PRAGUE – La Commission européenne, dans son évaluation la plus récente de la situation économique, a recommandé à la République tchèque d'augmenter la taxe foncière et de la rapprocher davantage de la valeur réelle du marché immobilier. Selon Bruxelles, la fiscalité immobilière tchèque est constamment parmi les plus basses de l'Union européenne, et sa modification pourrait contribuer à une plus grande efficacité du marché du logement et à une meilleure accessibilité.

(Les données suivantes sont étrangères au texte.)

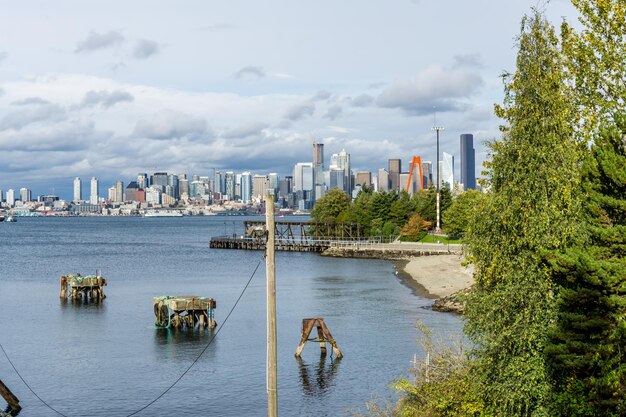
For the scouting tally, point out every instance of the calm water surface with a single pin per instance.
(110, 360)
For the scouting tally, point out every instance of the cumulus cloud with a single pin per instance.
(362, 100)
(19, 119)
(433, 87)
(95, 41)
(245, 130)
(299, 111)
(468, 61)
(145, 49)
(258, 72)
(30, 101)
(168, 124)
(333, 112)
(105, 99)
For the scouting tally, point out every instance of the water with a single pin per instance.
(110, 360)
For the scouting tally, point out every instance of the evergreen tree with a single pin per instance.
(586, 348)
(532, 208)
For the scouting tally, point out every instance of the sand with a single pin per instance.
(440, 275)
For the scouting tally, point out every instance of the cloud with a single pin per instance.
(245, 130)
(168, 124)
(95, 41)
(300, 111)
(333, 112)
(145, 49)
(30, 101)
(105, 99)
(258, 72)
(435, 86)
(362, 100)
(321, 95)
(468, 61)
(19, 119)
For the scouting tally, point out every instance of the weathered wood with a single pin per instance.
(323, 336)
(10, 398)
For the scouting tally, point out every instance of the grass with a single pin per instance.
(440, 239)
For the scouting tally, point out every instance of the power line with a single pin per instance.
(174, 383)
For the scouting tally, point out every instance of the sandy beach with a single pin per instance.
(440, 275)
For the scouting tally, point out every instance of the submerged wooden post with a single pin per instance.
(323, 336)
(272, 376)
(14, 403)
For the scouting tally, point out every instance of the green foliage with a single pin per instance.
(458, 217)
(331, 206)
(532, 208)
(585, 348)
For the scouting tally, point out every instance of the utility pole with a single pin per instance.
(438, 228)
(270, 267)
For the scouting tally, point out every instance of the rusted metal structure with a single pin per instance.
(83, 288)
(14, 404)
(184, 311)
(323, 336)
(290, 236)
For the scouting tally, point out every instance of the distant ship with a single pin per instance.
(163, 213)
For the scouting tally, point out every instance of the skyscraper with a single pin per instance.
(395, 168)
(78, 190)
(318, 170)
(94, 195)
(468, 168)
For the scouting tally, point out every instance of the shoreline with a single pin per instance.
(439, 276)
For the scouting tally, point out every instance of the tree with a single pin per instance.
(331, 206)
(459, 216)
(585, 350)
(532, 208)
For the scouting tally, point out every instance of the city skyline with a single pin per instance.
(95, 91)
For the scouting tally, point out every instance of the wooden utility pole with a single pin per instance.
(272, 392)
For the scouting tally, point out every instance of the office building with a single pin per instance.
(78, 190)
(94, 195)
(468, 168)
(395, 168)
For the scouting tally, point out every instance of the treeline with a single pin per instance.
(547, 314)
(387, 213)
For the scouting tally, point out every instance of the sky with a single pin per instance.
(113, 88)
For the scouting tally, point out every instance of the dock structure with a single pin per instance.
(323, 336)
(290, 236)
(83, 288)
(184, 311)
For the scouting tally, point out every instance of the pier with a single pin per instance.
(83, 288)
(184, 311)
(290, 236)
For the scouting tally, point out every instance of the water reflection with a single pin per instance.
(322, 375)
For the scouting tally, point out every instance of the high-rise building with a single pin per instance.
(94, 195)
(383, 180)
(395, 168)
(447, 170)
(246, 187)
(25, 195)
(78, 190)
(468, 167)
(10, 197)
(318, 170)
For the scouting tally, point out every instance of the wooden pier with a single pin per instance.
(289, 236)
(184, 311)
(83, 288)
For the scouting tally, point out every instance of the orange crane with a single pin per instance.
(415, 161)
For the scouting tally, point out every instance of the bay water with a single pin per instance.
(108, 359)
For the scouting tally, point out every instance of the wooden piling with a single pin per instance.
(10, 398)
(323, 336)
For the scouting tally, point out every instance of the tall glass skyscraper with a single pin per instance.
(468, 167)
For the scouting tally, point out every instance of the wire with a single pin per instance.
(175, 382)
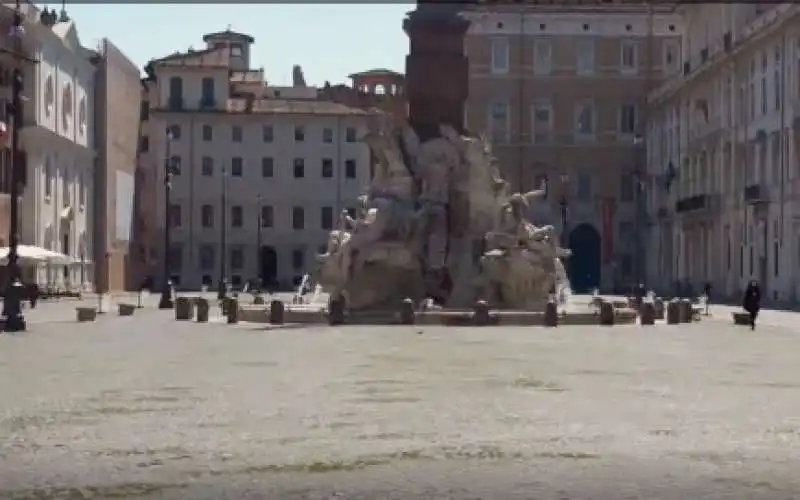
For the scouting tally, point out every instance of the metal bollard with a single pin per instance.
(551, 314)
(276, 310)
(336, 312)
(647, 314)
(407, 312)
(606, 314)
(480, 316)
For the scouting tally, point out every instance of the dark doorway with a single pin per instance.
(583, 266)
(268, 265)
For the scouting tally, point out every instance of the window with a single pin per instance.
(298, 218)
(629, 57)
(207, 99)
(237, 257)
(327, 168)
(542, 57)
(585, 62)
(267, 166)
(174, 131)
(299, 169)
(208, 133)
(267, 216)
(174, 217)
(626, 188)
(350, 169)
(584, 187)
(298, 259)
(584, 119)
(236, 166)
(499, 56)
(267, 133)
(207, 216)
(326, 218)
(499, 122)
(206, 257)
(207, 166)
(627, 119)
(237, 216)
(542, 121)
(670, 56)
(777, 76)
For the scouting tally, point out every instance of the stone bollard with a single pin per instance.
(276, 310)
(673, 312)
(658, 308)
(685, 311)
(336, 312)
(233, 311)
(551, 314)
(126, 309)
(86, 314)
(407, 312)
(480, 313)
(647, 314)
(202, 310)
(606, 314)
(183, 309)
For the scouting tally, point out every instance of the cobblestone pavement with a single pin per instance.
(147, 407)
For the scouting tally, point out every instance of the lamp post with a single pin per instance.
(222, 285)
(14, 292)
(259, 264)
(165, 302)
(564, 206)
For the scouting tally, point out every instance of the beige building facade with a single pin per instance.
(724, 139)
(561, 96)
(262, 172)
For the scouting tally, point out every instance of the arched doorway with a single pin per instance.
(583, 266)
(268, 265)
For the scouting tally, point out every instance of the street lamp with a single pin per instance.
(12, 302)
(169, 169)
(258, 238)
(222, 286)
(563, 205)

La Commission souligne que les recettes provenant de la taxe foncière en République tchèque représentent environ 0,4 % du produit intérieur brut, tandis que la moyenne de l'Union européenne est d'environ 1,8 % du PIB. La recommandation comprend également une limitation de certaines exonérations fiscales pour les locations à court terme et une réévaluation du soutien étatique aux prêts hypothécaires. Selon la Commission européenne, certaines formes de soutien aux hypothèques contribuent à l'augmentation de la demande de logements, ce qui fait grimper les prix immobiliers. L'objectif des mesures proposées est de créer un marché du logement plus stable et plus accessible.
Cette proposition a suscité un débat animé parmi les experts et le grand public. De nombreux économistes soulignent que l'augmentation de la taxe foncière seule ne résoudra pas le problème de l'accessibilité au logement. Au contraire, certains craignent que les propriétaires d'appartements et de maisons ne répercutent les coûts plus élevés sur les loyers, ce qui pourrait encore grever les ménages qui sont déjà confrontés à des prix de l'immobilier élevés. Les experts soulignent depuis longtemps que la principale cause de la crise du logement en République tchèque est le manque de construction de nouveaux logements, les procédures de construction complexes et les processus d'autorisation longs. Sans une augmentation significative de l'offre de logements, ils ne s'attendent pas à une amélioration significative de la situation, quel que soit le niveau des impôts.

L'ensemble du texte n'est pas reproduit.